During our analysis, four (6.56%) patients who received antibiotics had postoperative wound infections, and only one (1.64%) patient who did not receive antibiotics had wound infections.
Our study was limited by the small sample of patients, the variability of antibiotic choice and duration, and the variable techniques of appendectomy. Performing a similar retrospective study including more patients and surgeons may provide a higher-powered review if this trend of giving postoperative antibiotics against the literature is part of other surgeons’ practices. This would provide more substantial evidence and may lead to a scientific-based recommendation regarding antibiotics postoperatively. Based on the presented literature and our own data, our practices have aligned with the previously published evidence, and our patients are no longer receiving postoperative antibiotics for acute uncomplicated appendicitis.
Conclusions
Our data suggest that antibiotic use in the postoperative setting after an uncomplicated laparoscopic appendectomy is not beneficial and may be associated with a higher wound infection rate. This retrospective review was performed as there is still practice variation with regard to post-operative antibiotics, despite an abundance of literature supporting not using them in this setting. With all of the literature available describing that the use of antibiotics in this setting is either not helpful or even hurtful to the patient, our practice has changed to align with the robust evidence.
Acknowledgments
We would like to acknowledge the contribution of Michele Parcetic.

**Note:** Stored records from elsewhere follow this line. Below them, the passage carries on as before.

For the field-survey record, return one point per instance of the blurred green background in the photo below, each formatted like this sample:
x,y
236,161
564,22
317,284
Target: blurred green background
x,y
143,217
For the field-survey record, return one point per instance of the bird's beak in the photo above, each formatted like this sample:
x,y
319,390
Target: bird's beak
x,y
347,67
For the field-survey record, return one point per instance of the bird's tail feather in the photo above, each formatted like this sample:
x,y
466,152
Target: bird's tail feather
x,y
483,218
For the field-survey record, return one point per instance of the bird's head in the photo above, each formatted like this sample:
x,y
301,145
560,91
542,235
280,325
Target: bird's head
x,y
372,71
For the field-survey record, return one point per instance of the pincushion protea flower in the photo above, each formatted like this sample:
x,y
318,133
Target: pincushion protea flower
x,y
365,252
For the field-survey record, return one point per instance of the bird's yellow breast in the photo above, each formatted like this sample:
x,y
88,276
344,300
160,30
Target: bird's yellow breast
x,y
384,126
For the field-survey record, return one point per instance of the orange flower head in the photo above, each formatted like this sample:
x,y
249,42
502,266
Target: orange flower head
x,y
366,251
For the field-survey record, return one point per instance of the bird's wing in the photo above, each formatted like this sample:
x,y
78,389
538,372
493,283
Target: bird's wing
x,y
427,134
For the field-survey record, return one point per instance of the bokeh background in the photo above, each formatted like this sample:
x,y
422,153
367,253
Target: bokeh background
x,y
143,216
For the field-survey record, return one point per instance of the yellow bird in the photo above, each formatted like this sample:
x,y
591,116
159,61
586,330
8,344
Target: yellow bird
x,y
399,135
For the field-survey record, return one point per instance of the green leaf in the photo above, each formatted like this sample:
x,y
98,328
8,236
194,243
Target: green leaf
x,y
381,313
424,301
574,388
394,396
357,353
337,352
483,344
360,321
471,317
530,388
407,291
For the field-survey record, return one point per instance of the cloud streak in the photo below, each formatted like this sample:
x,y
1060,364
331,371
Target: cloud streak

The authors have declared that no competing interests exist.
Human Ethics
Consent was obtained or waived by all participants in this study. Lakshmipathi Chelluri MD, MPH issued approval 2518. The Quality Improvement Review Committee is pleased to inform you that your QI project has been approved. We have also notified your local quality department of this approval and encourage you to share updates on the project’s progress. Please note that the results of QI projects must be reviewed by local quality directors and approved by the Chief Quality Officer before dissemination (via presentation or publication) outside of UPMC. UPMC has adopted the Standards for Quality Improvement Reporting Excellence guidelines, SQUIRE 2.0, as the suggested reporting format. For multi-center projects, the QRC approval refers only to that part of the project being performed at UPMC facilities, and the sponsors are responsible for obtaining approval from other non-UPMC facilities participating in the project. We suggest that you share your findings on this project with the QRC. When your project is complete, please navigate to the Quality Improvement Project Portal and go to “My Projects.” Select the project and go to the “Project Summary” tab, add the findings in the “Project Results” field, and click “Submit Project Results to QRC.” Projects reviewed and approved by the UPMC Quality Improvement Review Committee do not meet the federal definition of research according to 45 CFR 46.102(l) and do not require additional IRB oversight. Project Submission Details: Project ID: 2518
Animal Ethics
Animal subjects: All authors have confirmed that this study did not involve animal subjects or tissue.